I haven’t run any experiments of my own, but this doesn’t seem obviously stupid to me.

khafra 11 Feb 2025 15:21 UTC
4 points
0
in reply to: Shankar Sivarajan’s comment on: Wired on: “DOGE personnel with admin access to Federal Payment System”
When there’s little incentive against classifying harmless documents, and immense cost to making a mistake in the other direction, I’d expect overclassification to be rampant in these bureaucracies.
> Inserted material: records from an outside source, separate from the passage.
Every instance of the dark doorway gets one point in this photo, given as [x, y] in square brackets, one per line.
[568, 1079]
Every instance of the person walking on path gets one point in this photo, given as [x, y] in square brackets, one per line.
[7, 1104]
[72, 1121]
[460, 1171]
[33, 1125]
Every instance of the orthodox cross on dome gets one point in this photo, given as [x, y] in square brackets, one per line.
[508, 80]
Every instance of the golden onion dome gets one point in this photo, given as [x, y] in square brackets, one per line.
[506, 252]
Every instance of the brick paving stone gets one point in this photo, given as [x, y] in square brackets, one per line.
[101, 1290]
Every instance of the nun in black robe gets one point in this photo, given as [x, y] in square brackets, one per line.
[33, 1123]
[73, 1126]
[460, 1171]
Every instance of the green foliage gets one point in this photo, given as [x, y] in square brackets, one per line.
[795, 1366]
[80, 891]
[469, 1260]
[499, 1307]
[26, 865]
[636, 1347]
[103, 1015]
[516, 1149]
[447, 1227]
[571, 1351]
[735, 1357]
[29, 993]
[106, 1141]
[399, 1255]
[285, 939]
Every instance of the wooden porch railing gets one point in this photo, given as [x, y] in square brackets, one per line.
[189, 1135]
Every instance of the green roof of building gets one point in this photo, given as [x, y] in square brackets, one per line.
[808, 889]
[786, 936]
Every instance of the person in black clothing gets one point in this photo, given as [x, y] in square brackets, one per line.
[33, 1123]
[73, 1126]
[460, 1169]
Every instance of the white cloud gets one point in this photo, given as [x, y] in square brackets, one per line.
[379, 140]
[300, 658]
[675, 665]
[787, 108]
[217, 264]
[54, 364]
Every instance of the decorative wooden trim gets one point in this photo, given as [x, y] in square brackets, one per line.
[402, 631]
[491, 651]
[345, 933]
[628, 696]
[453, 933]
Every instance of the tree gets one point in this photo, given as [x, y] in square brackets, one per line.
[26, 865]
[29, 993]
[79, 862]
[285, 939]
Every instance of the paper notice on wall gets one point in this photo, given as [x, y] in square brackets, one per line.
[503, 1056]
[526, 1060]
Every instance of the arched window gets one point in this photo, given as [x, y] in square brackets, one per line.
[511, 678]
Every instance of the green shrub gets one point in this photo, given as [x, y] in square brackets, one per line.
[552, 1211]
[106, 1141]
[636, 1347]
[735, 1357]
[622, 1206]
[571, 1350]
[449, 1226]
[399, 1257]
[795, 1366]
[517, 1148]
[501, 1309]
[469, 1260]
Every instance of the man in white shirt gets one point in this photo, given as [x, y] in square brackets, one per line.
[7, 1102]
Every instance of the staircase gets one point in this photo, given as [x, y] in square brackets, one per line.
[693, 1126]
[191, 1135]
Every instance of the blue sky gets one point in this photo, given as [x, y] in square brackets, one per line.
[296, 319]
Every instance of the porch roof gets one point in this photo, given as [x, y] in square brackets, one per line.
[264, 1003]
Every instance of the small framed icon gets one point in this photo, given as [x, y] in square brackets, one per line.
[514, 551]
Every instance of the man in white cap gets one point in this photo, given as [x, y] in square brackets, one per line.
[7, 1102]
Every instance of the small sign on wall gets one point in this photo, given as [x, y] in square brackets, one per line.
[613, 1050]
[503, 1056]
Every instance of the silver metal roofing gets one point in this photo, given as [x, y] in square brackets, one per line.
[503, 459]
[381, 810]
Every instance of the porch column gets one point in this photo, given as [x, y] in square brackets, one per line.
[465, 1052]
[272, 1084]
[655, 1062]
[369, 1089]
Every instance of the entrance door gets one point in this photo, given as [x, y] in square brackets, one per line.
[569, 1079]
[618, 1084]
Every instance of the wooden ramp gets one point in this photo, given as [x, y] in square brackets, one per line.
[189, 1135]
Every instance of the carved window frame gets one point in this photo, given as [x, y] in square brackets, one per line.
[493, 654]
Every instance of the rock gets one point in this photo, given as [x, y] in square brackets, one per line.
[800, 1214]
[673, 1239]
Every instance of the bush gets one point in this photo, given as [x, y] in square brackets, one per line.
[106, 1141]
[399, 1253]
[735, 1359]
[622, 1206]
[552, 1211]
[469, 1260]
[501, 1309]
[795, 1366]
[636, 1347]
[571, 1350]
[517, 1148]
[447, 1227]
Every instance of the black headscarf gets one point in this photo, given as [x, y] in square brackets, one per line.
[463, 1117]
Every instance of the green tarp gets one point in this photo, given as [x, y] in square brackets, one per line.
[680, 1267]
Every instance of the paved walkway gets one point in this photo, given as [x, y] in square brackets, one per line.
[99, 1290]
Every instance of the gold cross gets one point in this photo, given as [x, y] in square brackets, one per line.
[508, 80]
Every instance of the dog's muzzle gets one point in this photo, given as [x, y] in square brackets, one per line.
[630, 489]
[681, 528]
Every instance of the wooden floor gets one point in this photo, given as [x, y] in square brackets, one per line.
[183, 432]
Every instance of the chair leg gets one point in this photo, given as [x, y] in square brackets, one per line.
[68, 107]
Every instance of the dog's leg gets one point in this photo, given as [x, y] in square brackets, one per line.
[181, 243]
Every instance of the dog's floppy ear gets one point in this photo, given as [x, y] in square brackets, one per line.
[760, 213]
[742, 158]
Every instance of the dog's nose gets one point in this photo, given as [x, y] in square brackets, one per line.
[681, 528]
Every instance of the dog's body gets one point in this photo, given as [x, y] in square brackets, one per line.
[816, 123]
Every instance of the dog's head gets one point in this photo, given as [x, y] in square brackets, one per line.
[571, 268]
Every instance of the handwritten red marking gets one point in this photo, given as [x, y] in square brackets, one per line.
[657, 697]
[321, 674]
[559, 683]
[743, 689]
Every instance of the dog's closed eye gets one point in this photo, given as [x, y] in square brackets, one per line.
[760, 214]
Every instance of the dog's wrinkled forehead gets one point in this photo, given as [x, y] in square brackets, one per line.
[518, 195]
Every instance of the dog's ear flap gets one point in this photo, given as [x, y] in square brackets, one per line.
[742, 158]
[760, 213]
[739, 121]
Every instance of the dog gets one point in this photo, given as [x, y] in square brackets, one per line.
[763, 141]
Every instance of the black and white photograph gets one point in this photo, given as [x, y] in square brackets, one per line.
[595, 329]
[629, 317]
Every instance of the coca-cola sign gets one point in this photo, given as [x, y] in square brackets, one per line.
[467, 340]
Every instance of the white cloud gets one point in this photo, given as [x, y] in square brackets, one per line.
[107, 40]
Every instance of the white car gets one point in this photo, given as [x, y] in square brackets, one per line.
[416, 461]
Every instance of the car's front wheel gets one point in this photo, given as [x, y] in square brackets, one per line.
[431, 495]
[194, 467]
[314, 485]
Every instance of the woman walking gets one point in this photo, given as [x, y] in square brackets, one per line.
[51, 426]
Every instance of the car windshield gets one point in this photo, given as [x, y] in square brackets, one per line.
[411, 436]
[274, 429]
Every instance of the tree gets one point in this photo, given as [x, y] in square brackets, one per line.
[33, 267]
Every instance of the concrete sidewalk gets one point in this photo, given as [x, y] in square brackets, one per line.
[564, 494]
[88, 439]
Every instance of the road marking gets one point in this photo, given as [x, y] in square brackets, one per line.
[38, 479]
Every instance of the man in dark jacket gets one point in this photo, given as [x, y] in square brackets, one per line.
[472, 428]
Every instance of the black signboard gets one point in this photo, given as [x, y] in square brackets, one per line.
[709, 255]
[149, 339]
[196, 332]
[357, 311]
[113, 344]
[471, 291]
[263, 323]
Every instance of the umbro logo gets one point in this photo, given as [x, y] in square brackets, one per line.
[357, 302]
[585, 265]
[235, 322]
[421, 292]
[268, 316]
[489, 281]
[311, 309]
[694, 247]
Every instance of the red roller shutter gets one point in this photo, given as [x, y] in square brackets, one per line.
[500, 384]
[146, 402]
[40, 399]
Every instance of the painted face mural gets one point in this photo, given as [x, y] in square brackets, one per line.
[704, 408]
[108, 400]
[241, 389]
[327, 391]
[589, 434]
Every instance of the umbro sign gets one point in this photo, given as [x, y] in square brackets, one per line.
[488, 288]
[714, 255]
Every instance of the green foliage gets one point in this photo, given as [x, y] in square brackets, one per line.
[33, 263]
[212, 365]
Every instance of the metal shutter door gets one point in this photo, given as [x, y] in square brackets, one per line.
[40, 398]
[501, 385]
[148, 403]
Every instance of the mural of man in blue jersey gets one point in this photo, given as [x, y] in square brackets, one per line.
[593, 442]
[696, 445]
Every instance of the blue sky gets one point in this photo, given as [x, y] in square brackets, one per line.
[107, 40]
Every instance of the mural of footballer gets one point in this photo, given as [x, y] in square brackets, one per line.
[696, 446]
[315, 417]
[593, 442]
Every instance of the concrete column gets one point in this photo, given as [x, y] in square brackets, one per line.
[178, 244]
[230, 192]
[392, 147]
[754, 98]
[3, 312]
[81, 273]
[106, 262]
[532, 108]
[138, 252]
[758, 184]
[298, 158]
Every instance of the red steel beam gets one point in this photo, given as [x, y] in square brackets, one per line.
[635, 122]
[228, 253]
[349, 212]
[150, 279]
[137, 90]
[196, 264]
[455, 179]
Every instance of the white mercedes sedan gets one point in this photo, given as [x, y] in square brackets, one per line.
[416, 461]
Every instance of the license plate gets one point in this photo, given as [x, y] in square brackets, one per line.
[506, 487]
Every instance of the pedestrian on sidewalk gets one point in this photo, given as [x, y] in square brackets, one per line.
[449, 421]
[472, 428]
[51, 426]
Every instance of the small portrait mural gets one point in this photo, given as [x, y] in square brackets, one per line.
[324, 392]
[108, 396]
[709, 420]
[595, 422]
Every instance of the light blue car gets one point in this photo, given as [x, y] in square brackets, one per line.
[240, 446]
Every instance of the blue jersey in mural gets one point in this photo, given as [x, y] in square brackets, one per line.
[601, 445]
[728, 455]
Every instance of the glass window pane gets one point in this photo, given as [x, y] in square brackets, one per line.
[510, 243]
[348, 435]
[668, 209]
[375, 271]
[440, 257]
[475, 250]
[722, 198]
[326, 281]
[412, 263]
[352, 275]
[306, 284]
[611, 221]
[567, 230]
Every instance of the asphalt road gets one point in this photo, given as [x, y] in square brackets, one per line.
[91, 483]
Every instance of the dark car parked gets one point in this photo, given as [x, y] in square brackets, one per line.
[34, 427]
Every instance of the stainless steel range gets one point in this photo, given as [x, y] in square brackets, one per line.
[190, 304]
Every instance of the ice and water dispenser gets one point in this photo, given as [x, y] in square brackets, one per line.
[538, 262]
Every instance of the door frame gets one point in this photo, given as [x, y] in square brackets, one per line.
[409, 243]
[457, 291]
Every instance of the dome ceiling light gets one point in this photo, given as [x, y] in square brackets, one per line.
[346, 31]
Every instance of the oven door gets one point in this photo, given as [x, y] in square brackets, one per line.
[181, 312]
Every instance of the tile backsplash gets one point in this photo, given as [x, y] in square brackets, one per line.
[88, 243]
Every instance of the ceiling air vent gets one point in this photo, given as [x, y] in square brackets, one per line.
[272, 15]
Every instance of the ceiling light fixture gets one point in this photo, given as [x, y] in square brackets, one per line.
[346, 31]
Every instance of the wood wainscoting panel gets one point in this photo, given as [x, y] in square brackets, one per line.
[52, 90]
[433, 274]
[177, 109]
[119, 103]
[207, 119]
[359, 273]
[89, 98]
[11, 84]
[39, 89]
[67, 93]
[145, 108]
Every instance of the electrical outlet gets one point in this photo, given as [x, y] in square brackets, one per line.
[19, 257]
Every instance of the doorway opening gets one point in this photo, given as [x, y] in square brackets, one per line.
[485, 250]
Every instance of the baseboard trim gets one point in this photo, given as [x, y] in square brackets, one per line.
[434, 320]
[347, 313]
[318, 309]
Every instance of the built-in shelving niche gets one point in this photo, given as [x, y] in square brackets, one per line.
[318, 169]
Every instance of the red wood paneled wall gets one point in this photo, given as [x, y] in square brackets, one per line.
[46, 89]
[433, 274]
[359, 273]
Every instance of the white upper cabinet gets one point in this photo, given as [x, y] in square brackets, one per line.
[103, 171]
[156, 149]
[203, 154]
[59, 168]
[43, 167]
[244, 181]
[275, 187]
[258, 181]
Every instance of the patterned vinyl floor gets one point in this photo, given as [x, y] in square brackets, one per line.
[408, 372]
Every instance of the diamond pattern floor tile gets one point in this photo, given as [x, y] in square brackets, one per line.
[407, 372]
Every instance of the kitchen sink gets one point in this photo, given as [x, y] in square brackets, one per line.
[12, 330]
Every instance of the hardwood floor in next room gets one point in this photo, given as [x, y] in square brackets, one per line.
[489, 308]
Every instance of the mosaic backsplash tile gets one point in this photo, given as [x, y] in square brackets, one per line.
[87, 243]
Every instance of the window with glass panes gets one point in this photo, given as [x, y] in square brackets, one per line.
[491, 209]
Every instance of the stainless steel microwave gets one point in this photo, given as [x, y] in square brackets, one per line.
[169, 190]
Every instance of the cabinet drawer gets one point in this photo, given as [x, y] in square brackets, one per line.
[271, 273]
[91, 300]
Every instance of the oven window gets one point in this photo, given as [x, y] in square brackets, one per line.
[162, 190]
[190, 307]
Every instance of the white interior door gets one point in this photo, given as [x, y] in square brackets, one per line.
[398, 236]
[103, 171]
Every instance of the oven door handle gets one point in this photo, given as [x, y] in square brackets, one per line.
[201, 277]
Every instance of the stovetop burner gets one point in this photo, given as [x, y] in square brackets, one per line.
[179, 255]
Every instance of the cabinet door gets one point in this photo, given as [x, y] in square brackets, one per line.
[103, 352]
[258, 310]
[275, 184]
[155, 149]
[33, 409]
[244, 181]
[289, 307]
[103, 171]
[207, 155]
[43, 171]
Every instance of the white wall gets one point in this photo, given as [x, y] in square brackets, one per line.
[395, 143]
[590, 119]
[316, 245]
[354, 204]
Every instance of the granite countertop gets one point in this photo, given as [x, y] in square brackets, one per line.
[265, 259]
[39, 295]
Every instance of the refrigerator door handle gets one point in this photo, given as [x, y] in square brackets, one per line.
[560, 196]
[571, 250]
Your analysis of the default incentives is correct. However, if there is any institution that has noticed the mounds of skulls, it is the DoD. Overclassification, and classification for inappropriate reasons (explicitly enumerated in written guidance: avoiding embarrassment, covering up wrongdoing) is not allowed, and the DoD carries out audits of classified data to identify and correct overclassification.

It’s possible they’re not doing enough to fight against the natural incentive gradient toward overclassification, but they’re trying hard enough that I wouldn’t expect positive EV from disregarding all the rules.